Ahora, cuando se han desclasificado muchos documentos de la década del 80 queda claro que no era sólo el ejército hondureño, sino que el norteamericano, el aliado de la droga. Total negocios son negocios y todo vale contra el sandinismo. O todo valía cuando el sandinismo era de izquierda. En concreto, sabemos que la compañía aérea propiedad de Juan Ramón Matta fue utilizada para transportar armas desde Estados Unidos hasta los campos de la contra en Honduras. También sabemos que esas mismas aeronaves iban hacia el norte cargadas de la cocaína de Matta.

Juan Ramón Matta no fue un narcotraficante cualquiera. No solo fue propietario de una compañía aérea que trabajaba con el gobierno de Estados Unidos. También fue el hombre que puso en contacto al Cartel de Medellín con el Cartel de Guadalajara. En otras palabras, conectó a Miguel Arellano Félix con Pablo Escobar Gaviria. Se trató de una pieza clave en la creación del trampolín centroamericano de la cocaína. Todo ello lo hizo mientras colaboraba con el gobierno estadounidense en la lucha contrainsurgente. No estaba sólo en estos manejos. Como hoy sabemos, en México el Cartel de Guadalajara también organizó varios campos de entrenamiento para grupos contrainsurgente guatemaltecos.

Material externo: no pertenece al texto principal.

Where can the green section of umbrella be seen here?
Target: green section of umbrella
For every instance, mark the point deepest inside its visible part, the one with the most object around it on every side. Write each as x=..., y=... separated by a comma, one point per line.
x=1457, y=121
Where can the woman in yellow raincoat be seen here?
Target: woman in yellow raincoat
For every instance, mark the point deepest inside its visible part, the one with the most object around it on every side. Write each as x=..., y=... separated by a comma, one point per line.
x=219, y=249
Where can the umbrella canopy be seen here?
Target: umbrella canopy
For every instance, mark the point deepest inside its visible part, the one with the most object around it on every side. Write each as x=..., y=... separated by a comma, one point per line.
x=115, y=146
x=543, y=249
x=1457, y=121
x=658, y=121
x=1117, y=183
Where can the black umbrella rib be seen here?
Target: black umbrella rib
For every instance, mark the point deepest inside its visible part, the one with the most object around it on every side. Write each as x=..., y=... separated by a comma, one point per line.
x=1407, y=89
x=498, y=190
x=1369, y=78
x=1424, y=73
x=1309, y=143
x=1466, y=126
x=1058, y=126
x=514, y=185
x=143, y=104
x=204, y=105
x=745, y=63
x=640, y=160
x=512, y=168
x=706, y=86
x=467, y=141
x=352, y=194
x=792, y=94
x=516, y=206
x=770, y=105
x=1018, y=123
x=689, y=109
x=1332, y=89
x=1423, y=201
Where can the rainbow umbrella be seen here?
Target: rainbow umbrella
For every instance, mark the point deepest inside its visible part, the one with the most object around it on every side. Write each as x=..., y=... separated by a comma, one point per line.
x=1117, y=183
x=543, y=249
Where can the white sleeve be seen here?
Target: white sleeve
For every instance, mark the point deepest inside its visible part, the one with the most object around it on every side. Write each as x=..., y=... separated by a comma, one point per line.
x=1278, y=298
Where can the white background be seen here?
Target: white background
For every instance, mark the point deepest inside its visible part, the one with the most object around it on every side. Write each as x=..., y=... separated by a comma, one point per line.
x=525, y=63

Pero su felicidad no iba a durar mucho tiempo. Cuando se empezó a conocer en Estados Unidos las actividades de tráfico de armas de la CIA y su implicación en el narcotráfico todo cambió. Las revelaciones del Irangate en 1986 en Estados Unidos iban a provocar su caída. Esta se produjo mediante su secuestro en 1988 por agentes estadounidense en Tegucigalpa, para ser trasladado a República Dominicana en una acción completamente ilegal. Una vez en este país, se tramitó su extradición. Este hecho iba a provocar una respuesta inaudita en Tegucigalpa. Una protesta contra las injerencias extranjeras en el país acabaría con la quema del consulado norteamericano por ciudadanos furiosos y partidarios de Matta.

El apoyo del gobierno de Estados Unidos fue clave para la consolidación del narcotráfico en Honduras. Este tipo de actividades no eran novedosas, en la guerra de Vietnam ya se reveló como Estados Unidos participó en este tipo de operaciones. En palabras del ex senador Joseph Nellis, “la CIA ayudó efectivamente a traer heroína muy fuerte y barata de Vietnam desde los Estados Shan, en el norte de Birmania, a cambio de radioescuchas y espionaje”

La llamada “guerra a las drogas” se ha visto desde su inicio rodeada de oscuras revelaciones. Cabe preguntarse si tiene sentido mantener esta política cuando los principales valedores de la misma se han visto repetidamente involucrados en escándalos que los señalan como parte del problema que dicen combatir.